Background technology
Along with the fast development of wearable electronic equipment, passometer is widely applied, passometer is a kind of daily exercise Schedule monitoring device, the step number of people's walking can be calculated, estimate the distance of people's walking, calculate the calorie that consumes of moving, be convenient for people to monitor at any time the body-building intensity of oneself, sports level and metabolism.
The sensor used of passometer has polytype, and such as Chinese patent literature " using the passometer of Magnetic Sensor and measuring method " (CN101086450A) discloses a kind of passometer and the measuring method that use Magnetic Sensor.The method is an additional bar magnet on a pin, and another pin installs receiving trap, by detecting the horizontal component whether zero passage meter step of magnetic flux.It is inconvenient to there is use in the method, large shortcoming affected by magnetic fields.Current most passometer is three number of axle certificates gathered based on the 3-axis acceleration sensor of microelectronics system MEMS in user's motion process, carries out counting step by analyzing 3-axis acceleration data.Such as Chinese patent literature " passometer " (CN102297701A), " a kind of method realizing passometer in Android phone " (CN104567912A) and " a kind of step-recording method based on 3 axle accelerometers and passometer " (CN103712632A) disclose a kind of meter step algorithm utilizing threshold test respectively.

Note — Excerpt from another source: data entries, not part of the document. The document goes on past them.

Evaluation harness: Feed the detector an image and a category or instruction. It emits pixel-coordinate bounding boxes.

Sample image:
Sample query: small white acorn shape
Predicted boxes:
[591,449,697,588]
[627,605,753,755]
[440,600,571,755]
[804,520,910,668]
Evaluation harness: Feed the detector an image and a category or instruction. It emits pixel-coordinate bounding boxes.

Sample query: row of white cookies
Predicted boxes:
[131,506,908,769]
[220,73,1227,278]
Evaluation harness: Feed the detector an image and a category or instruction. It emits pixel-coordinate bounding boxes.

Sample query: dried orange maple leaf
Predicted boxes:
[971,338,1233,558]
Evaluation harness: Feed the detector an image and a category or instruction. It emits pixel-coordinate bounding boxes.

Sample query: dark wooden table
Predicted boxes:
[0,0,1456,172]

By setting multiple peak threshold and time threshold, " passometer " (CN102297701A) judges whether the peak value detected can indicate an effectively step.
" a kind of method realizing passometer in Android phone " (CN104567912A) sets the threshold value of a crest and the variance threshold values of crest and widow time, whether the variance calculating the peak value in a time window is within variance threshold values, and whether time interval of then detecting this peak value and last peak value meets crest threshold condition to judge whether and this crest effectively can be walked as one in time window.

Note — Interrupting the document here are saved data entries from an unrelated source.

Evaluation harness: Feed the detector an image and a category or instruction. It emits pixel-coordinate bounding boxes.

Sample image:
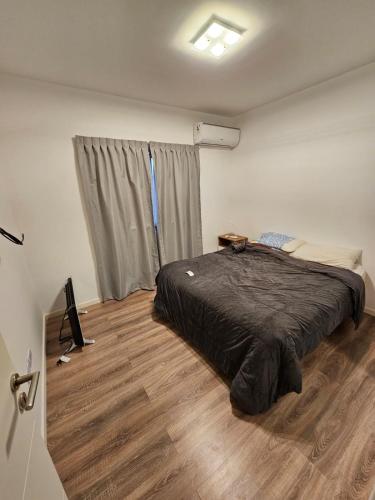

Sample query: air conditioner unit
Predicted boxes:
[193,122,241,149]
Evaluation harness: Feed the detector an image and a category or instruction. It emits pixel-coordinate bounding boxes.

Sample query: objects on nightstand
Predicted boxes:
[218,233,248,247]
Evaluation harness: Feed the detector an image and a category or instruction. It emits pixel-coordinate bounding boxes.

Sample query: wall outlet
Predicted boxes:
[26,349,33,373]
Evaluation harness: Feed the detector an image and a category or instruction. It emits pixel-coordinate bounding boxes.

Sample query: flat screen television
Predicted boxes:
[65,278,85,347]
[59,278,95,362]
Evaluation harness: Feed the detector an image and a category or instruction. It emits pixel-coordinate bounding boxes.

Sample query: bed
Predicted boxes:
[155,244,365,414]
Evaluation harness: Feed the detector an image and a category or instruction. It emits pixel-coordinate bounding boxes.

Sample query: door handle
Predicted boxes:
[10,371,40,412]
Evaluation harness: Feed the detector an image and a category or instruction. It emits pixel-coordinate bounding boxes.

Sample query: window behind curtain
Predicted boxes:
[150,155,158,228]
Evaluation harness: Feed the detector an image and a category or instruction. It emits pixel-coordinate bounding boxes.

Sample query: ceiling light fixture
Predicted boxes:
[191,16,245,58]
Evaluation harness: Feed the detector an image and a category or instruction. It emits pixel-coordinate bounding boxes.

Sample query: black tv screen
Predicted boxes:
[65,278,85,347]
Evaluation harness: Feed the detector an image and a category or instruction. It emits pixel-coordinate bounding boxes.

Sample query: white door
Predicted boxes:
[0,335,66,500]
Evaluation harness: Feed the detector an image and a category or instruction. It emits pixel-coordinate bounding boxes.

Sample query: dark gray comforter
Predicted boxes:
[155,245,365,414]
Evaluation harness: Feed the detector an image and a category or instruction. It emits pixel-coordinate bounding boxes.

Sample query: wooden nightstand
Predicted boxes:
[218,233,248,247]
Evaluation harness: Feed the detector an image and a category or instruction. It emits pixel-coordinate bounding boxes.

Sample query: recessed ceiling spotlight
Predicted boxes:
[191,16,245,58]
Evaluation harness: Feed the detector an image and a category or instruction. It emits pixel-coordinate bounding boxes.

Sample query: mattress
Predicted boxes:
[155,244,365,414]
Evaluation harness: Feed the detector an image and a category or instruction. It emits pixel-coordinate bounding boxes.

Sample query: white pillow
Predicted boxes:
[281,238,306,253]
[292,243,362,269]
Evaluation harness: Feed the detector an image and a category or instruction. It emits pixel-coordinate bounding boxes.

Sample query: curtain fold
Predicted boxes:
[75,136,159,300]
[150,142,203,265]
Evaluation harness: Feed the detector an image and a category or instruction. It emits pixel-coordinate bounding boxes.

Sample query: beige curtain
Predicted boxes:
[150,142,203,265]
[75,137,158,300]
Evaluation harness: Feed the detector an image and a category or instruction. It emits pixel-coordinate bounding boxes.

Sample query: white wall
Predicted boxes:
[227,64,375,310]
[0,179,44,429]
[0,75,234,312]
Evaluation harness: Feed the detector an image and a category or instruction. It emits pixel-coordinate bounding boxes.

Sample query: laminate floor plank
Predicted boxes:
[46,291,375,500]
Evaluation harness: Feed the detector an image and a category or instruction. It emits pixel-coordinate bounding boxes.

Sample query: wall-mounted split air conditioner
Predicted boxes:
[193,122,241,149]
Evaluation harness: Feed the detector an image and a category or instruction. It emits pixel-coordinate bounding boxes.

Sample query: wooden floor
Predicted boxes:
[47,292,375,500]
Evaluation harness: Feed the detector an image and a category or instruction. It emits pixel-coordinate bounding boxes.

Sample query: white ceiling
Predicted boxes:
[0,0,375,115]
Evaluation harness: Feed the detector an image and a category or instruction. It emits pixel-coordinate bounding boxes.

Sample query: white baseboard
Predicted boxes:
[365,307,375,316]
[44,297,102,320]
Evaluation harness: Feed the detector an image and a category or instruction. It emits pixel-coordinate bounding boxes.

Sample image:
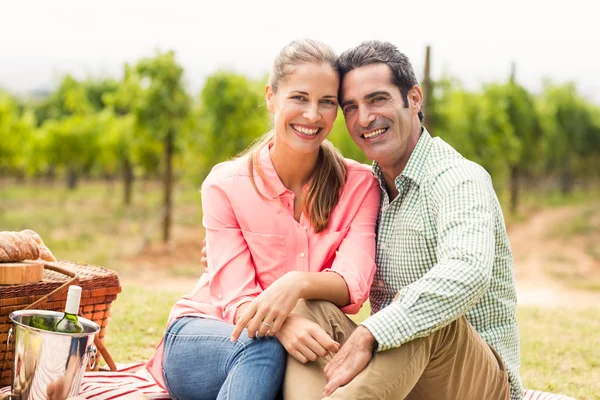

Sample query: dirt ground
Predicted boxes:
[122,205,600,308]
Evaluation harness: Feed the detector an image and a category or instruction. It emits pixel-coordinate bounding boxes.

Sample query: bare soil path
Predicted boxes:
[122,204,600,308]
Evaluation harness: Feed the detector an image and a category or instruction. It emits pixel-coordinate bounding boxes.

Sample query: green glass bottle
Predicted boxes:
[54,286,83,333]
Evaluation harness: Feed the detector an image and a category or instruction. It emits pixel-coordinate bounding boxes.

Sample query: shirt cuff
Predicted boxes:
[322,268,369,314]
[361,303,415,352]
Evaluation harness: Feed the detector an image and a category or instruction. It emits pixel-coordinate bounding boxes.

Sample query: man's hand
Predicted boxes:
[276,314,340,364]
[323,326,375,397]
[231,272,301,342]
[200,238,208,274]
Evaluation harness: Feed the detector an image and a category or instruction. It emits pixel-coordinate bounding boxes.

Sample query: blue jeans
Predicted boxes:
[162,317,287,400]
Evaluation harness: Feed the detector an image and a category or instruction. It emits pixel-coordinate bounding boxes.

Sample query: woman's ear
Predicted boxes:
[265,83,275,114]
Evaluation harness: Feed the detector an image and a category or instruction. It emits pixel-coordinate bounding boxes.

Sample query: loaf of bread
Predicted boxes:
[0,229,56,262]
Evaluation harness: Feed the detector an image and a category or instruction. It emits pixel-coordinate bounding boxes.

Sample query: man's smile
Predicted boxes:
[360,127,389,140]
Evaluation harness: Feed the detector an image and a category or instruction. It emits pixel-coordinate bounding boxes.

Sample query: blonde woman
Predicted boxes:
[148,40,380,400]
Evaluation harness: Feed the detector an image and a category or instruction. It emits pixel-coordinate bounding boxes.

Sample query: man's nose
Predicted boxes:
[358,107,375,128]
[304,104,321,123]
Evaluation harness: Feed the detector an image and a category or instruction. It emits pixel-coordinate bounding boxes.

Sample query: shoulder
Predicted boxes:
[202,156,250,190]
[344,158,379,191]
[426,137,491,186]
[344,158,375,180]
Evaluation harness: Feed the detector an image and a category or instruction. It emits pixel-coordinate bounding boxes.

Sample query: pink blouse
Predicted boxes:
[148,146,380,386]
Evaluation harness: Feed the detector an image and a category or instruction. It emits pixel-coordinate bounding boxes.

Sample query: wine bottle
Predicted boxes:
[54,286,83,333]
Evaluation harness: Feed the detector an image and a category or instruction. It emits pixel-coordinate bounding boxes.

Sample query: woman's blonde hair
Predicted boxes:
[244,39,348,232]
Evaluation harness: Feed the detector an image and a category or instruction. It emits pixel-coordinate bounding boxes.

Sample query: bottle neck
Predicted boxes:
[65,293,81,315]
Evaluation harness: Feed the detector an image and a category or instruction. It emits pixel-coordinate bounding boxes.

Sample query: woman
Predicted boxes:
[148,40,379,400]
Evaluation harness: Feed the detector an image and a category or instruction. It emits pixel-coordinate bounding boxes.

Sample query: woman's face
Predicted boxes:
[266,63,340,153]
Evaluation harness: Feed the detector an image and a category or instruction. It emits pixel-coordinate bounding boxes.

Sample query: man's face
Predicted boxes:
[341,63,421,167]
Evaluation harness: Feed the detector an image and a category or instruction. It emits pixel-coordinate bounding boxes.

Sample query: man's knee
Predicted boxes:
[292,299,344,319]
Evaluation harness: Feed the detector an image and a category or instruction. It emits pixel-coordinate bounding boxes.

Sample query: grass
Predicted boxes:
[0,180,600,399]
[0,182,200,275]
[106,286,600,400]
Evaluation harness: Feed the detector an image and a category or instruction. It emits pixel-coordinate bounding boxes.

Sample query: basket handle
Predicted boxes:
[24,261,79,310]
[0,260,79,382]
[0,260,117,373]
[32,261,117,372]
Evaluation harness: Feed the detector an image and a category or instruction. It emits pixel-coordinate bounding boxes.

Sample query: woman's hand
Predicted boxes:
[277,314,340,364]
[231,272,302,342]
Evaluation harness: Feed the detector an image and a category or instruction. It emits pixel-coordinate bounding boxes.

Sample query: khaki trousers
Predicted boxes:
[283,300,510,400]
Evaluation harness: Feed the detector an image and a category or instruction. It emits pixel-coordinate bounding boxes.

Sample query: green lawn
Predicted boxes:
[0,181,600,399]
[106,286,600,399]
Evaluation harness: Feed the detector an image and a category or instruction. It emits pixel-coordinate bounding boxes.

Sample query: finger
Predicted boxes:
[306,337,329,357]
[289,350,308,364]
[311,328,340,353]
[268,315,287,336]
[247,308,266,338]
[230,302,256,342]
[323,354,339,382]
[323,375,349,397]
[296,343,319,361]
[257,311,277,337]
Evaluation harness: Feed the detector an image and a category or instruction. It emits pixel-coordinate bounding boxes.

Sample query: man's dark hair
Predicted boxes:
[338,40,423,122]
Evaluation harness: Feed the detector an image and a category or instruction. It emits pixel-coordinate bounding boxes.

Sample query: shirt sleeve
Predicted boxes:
[362,169,495,351]
[202,178,262,323]
[324,174,381,314]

" a kind of step-recording method based on 3 axle accelerometers and passometer " (CN103712632A) first calculates the modulus value of 3-axis acceleration data, calculate the maximal value of acceleration modulus value and the difference of minimum value in preset window again, and actual time window scope is set according to described difference size.Judging whether acceleration modulus value exists continuous print at least three modulus value in reducing trend successively, and if so, then whether first acceleration modulus value and a upper paces initial time fall within the scope of described actual time window successively, being if so, then judged as an effectively step.
Above-mentioned three patents of invention are all judge whether the peak value when pre-treatment is an effectively step by time threshold and peak threshold, but all there is following problem:
The position that when 1, using, passometer is placed is different, the motion conditions of the amplitude difference of user's motion and the two legs of user is asymmetric, the acceleration peak value causing different users to produce is very different, so whether the effective peak threshold of very difficult setting represents an effective step to the peak value occurred differentiate, cause counting step inaccurate.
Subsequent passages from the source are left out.